Le monde magique que tu connaissais depuis toujours – tes parents t’en ayant souvent parlé – avait toutefois le mérite d’avoir de bons côtés… à savoir, la magie. Au fil du temps, tu songeais même à rendre visite à tes anciennes écoles, munie d’un « Bombarda » bien maitrisé. Hélas, les lois sont… les lois. Et elles protègent même ceux qui ne le méritent pas. L’envie de gravir les échelons pour changer les choses ne te manque pas. Les capacités intellectuelles ; si. Le chemin politique n’est clairement pas fait pour toi.
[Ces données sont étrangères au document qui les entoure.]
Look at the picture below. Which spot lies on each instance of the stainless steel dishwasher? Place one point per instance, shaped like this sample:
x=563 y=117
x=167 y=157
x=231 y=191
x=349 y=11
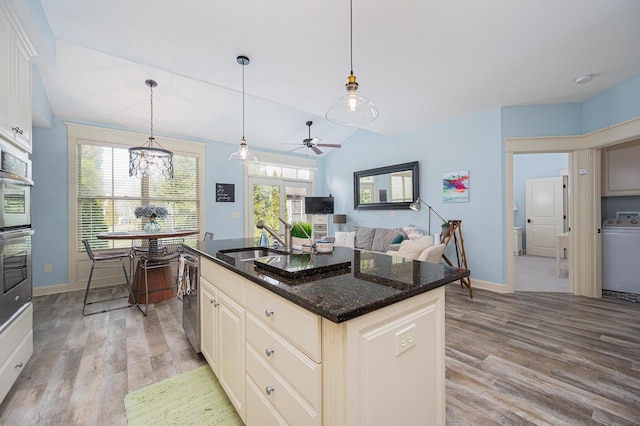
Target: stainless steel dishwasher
x=191 y=300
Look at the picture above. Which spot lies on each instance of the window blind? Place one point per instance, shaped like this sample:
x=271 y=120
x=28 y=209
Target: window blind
x=107 y=197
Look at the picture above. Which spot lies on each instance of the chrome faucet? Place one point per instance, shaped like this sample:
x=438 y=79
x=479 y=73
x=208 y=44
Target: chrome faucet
x=286 y=241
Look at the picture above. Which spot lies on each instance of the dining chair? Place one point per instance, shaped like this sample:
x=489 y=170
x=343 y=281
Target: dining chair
x=158 y=254
x=102 y=260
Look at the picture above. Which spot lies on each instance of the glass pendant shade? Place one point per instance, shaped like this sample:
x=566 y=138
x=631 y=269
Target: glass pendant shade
x=148 y=161
x=243 y=155
x=351 y=108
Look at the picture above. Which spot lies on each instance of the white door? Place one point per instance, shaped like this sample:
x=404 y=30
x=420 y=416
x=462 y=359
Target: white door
x=545 y=215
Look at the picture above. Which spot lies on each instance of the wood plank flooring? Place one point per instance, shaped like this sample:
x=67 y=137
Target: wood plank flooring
x=520 y=359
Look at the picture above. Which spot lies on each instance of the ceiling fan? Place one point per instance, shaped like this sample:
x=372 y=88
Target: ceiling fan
x=313 y=144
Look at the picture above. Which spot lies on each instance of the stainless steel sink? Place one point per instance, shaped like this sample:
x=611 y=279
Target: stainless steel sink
x=251 y=253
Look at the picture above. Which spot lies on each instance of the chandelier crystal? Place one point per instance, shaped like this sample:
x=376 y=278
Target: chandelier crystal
x=147 y=160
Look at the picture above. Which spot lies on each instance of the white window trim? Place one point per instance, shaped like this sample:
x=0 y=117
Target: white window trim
x=119 y=138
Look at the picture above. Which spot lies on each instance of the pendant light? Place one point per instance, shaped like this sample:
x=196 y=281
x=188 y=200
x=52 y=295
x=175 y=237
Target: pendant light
x=243 y=155
x=148 y=161
x=351 y=108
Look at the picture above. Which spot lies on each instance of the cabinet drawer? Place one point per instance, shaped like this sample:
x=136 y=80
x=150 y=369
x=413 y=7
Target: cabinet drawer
x=15 y=364
x=14 y=334
x=299 y=326
x=295 y=367
x=259 y=410
x=229 y=282
x=279 y=393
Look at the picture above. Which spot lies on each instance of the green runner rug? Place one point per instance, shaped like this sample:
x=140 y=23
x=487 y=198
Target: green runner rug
x=192 y=398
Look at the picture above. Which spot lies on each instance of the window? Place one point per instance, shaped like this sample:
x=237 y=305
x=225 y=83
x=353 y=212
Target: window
x=277 y=187
x=107 y=197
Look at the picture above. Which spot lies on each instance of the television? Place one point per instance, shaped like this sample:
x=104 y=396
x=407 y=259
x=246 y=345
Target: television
x=318 y=205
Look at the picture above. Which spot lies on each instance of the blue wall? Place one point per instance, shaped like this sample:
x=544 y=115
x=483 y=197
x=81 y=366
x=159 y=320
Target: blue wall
x=473 y=143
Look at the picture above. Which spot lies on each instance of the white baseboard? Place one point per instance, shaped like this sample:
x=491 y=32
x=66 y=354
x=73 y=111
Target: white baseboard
x=487 y=285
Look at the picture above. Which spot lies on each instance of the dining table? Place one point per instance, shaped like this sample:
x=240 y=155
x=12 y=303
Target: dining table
x=162 y=281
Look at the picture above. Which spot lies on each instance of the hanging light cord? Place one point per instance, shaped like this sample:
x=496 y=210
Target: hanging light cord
x=243 y=101
x=151 y=138
x=351 y=33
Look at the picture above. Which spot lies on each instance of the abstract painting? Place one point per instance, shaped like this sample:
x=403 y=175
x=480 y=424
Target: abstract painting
x=455 y=187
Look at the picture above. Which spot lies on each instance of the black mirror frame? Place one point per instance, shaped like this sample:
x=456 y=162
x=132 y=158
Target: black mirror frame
x=413 y=166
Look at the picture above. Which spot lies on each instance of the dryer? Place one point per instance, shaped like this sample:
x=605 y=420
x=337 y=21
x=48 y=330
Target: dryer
x=621 y=255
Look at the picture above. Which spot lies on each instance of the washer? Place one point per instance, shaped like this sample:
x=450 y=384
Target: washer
x=621 y=255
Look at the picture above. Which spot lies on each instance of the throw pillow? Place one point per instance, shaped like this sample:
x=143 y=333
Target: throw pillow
x=345 y=239
x=398 y=239
x=382 y=239
x=413 y=232
x=364 y=238
x=414 y=248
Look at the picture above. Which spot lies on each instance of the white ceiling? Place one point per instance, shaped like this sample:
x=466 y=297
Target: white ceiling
x=421 y=62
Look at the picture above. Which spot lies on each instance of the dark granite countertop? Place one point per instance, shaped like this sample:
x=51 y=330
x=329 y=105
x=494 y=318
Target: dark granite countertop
x=338 y=293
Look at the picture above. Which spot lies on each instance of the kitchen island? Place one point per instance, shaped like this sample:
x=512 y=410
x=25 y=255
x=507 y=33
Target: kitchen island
x=343 y=338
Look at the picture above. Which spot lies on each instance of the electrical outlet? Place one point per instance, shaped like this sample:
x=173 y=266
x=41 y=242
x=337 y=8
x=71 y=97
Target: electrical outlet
x=405 y=339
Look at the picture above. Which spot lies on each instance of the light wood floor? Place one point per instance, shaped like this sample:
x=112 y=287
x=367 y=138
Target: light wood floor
x=520 y=359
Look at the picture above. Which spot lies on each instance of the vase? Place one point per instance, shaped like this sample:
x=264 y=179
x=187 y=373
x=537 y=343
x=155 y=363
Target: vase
x=151 y=226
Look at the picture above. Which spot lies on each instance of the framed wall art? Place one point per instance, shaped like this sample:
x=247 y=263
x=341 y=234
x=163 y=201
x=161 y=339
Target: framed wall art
x=455 y=187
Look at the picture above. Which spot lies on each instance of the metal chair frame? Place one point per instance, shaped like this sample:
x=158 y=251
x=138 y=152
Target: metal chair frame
x=156 y=254
x=104 y=260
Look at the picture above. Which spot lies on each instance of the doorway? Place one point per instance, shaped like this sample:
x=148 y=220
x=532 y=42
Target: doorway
x=540 y=203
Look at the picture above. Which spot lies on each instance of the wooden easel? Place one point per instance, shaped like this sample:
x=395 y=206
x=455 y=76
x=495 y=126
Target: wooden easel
x=455 y=233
Les années on passées. Années pendant lesquelles tu n’avais en rien amélioré à tes habitudes alimentaires ; chaque soir Poudlard était un festin ; chaque vacances scolaire passées au Portugal… était aussi proche d’une cure d’amaigrissement que Jean-Claude Vendam est proche de la science exacte.
Pas grand-chose pour t’aider.
Et pourtant.
Tu l’as eu, ce fameux « déclic ». Tu ne sais pas quand c'est arrivé ni comment. Un amas de tout. Un raz-le bol infini. Une dépression grandissante et une envie de te battre. Contre toi-même. Et contre les autres.
Sans s'étendre sur ces mois de restriction plus qu'alimentaire – puisque tu t’es vouée au sport et notamment au Quidditch et à la pratique de la batte – te voilà aujourd'hui devenue une autre. Plus sûre d'elle. Plus confiante. Mais aussi plus acerbe et blessante. Tu juges sans te donner la peine de connaître. Tu étais l'exclue, la paria. Tu es devenue la bête noire et le cauchemar d'un peuple jadis sans pitié dont tu veux simplement te venger.
Mais, la maladie te guette à défaut de te ronger. Tes proches te le disent et te mettent en garde contre le danger d'un changement aussi radical. Ils te gonflent et t'agacent. Te répéter que « tout va bien », tu « gère » te fatigue. Tu n'aspire qu'à être tranquille. Si l'envie te prend de jeûner, alors tu jeûneras, pourvu qu'on te foute la paix. Si compter les calories te semblent important, voir vital, qu'on te laisse compter en paix. Si vomir commence à devenir une nécessité, alors tu espères qu'on te laissera pencher sur la cuvette, à régurgiter tes tripes et ton âme.
Qu'on te foute la paix.
Qu'on te foute enfin la paix.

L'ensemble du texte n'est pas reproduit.